BOSTON (CBS) — Chris Sale will make his Red Sox debut on Wednesday, and he has a reputation for being a competitor on the mound. Case in point: over the last two years, Sale has hit 30 batters, tied for first in baseball with Jimmy Nelson.
Nothing wrong with a little bit of nasty, right?
And now that he’s teamed with Rick Porcello, the Red Sox might actually have two guys at the top of the rotation who will throw inside, the consequences be damned.
Let’s go back to Opening Day for a second. In the fourth inning, Francisco Cervelli came to the plate and belted a ball toward the triangle in right-center field that Jackie Bradley ran down before crashing into the side of the Red Sox bullpen. You undoubtedly remember the catch. What you may not remember is the pitch, circled here in blue – a fastball down and away. You can even see Cervelli starting to reach for the ball as he begins his swing.

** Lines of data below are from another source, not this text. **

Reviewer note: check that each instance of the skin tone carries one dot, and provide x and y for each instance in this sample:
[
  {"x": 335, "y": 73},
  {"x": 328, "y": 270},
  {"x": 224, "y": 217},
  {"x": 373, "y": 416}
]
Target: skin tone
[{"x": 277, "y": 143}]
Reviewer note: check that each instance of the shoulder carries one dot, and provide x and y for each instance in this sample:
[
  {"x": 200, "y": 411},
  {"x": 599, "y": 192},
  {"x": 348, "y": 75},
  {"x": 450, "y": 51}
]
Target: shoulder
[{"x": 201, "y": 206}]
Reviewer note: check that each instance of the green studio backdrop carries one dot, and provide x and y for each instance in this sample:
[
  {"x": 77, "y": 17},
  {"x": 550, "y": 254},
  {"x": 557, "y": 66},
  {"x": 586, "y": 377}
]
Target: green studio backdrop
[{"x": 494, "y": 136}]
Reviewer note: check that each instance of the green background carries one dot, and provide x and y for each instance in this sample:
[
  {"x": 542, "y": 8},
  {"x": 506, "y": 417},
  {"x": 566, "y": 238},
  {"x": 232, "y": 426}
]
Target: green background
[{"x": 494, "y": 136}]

Here’s the result of that pitch:
Now say what you want about Cervelli, who’s a decent hitter, but he had one home run all of last year. When a guy like that starts driving a ball to the deepest part of Fenway Park, well, a pitcher may not like it.

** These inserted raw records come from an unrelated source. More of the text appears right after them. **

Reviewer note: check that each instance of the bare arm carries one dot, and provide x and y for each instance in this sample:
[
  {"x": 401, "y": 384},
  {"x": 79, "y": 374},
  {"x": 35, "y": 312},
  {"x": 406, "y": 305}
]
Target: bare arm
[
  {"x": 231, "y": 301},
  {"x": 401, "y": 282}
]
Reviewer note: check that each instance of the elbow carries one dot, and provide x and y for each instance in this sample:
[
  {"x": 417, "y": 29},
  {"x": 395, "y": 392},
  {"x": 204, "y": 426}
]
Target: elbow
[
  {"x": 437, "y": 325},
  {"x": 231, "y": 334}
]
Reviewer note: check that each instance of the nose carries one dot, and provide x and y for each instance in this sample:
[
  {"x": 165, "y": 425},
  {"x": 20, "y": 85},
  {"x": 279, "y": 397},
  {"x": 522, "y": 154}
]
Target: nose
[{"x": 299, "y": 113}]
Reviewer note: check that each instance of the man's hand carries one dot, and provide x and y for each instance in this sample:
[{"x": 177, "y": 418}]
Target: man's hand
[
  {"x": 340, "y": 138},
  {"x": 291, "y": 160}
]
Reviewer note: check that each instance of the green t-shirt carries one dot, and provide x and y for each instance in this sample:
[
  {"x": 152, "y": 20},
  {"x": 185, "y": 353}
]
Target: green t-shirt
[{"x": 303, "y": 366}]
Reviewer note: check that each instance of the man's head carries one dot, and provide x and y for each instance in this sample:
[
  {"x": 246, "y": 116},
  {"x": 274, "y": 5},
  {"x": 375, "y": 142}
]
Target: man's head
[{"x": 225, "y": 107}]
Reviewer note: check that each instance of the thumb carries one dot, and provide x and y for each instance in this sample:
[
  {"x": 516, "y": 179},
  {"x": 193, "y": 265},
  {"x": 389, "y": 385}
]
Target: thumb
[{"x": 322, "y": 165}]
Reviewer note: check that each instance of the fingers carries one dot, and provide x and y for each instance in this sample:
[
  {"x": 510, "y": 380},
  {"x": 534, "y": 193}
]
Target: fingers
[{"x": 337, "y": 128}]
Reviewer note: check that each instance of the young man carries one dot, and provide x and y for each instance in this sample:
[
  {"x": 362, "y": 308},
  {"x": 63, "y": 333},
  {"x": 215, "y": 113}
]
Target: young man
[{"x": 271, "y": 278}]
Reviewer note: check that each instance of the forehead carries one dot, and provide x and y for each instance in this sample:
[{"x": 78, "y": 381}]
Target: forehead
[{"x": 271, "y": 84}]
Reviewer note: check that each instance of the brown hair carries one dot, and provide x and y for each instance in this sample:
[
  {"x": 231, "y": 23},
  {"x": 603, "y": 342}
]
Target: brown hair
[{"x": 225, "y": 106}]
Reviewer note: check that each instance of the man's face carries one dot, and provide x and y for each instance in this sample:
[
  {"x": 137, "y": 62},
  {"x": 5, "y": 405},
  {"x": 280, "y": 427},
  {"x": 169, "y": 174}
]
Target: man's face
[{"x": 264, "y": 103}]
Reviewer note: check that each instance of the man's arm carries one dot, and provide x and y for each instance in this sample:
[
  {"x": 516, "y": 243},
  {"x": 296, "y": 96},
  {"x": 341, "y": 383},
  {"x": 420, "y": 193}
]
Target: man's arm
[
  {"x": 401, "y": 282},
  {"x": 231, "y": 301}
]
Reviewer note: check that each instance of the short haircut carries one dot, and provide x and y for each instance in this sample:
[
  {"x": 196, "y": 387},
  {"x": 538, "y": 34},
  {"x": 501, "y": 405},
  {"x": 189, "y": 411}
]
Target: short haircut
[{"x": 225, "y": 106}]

So what did Porcello do? The next time Cervelli came up, in the seventh, he whipped a two-seam fastball up and in that knocked Cervelli (who dramatically reacted) on his back. On the next pitch, Porcello did the exact same thing. This is what the image looked like after the first of the two pitches, the ball having already disappeared in catcher Sandy Leon’s glove:
To his credit, Cervelli didn’t overreact on the second pitch – though he did look up at catcher Leon with an inquisitive look on his face. With two fastballs under the chin clearly in Cervelli’s mind, Porcello then threw a fastball down and away again – for a called strike. Just like that, Porcello had reclaimed the part of the plate that Cervelli owned in the previous at-bat.
Again, to his credit – and as a testament to his competitiveness – Cervelli hung in there and ended up doubling off the left-field wall, albeit on a ball that Porcello threw on the inner half of the plate. Nonetheless, the entire sequence helps illustrate the “game within the game” that can take place in Major League Baseball – without any stupidity of a player charging the mound – and highlight the benefit of pitching inside.
Oh, we almost forgot: behind Sale and Nelson in hit batters over the last two seasons? Porcello with 23. Last year, Porcello hit a career-high 13 batters. He had the best year of his career and won the American League Cy Young Award.